CAPE CANAVERAL • A Russian Soyuz rocket has blasted off to deliver a cargo ship loaded with food, water and equipment to the International Space Station, breaking a string of launch failures, a Nasa TV broadcast showed.
The Progress capsule, carrying more than 2,700kg of supplies yesterday, was expected to reach the orbiting outpost tomorrow following its launch from the Baikonur Cosmodrome in Kazakhstan. "All of the systems on the Progress (are) in excellent shape," said Nasa launch commentator Rob Navias.
Yesterday's lift-off came five days after a SpaceX Falcon 9 rocket exploded after launch from Cape Canaveral Air Force Station in Florida. The accident destroyed a Dragon capsule carrying about 2,200kg of food, science experiments and equipment, including a docking system for two new space taxis under development by SpaceX and Boeing.
The cause of the accident is under investigation.
On April 28, a Russian Progress capsule failed to separate properly from the upper stage of its Soyuz launcher, dooming the mission. Unable to reach its intended orbit, the capsule incinerated as it re-entered the atmosphere on May 8.
Another launch accident on Oct 28 by Orbital ATK destroyed a Cygnus cargo capsule bound for the station, a US$100 billion (S$135 billion) research laboratory that flies about 418km above Earth.
A final report on that accident is still pending, said Orbital spokesman Barry Beneski.
The failures cast a shadow over the still emerging space transport industry, but experts said they had not exposed any fundamental flaws.
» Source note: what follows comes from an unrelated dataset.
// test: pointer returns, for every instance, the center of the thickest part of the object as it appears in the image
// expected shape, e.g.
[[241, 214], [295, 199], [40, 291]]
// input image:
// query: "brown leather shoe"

The arrival of the Russian cargo ship and the planned launch of a Japanese HTV freighter in August, should replenish the station's pantries through the end of the year, Nasa said. Yesterday's successful launch clears the way for three new crew members - Nasa astronaut Kjell Lindgren, Russian cosmonaut Oleg Kononenko and Japan's Kimiya Yui - to fly to the station later this month.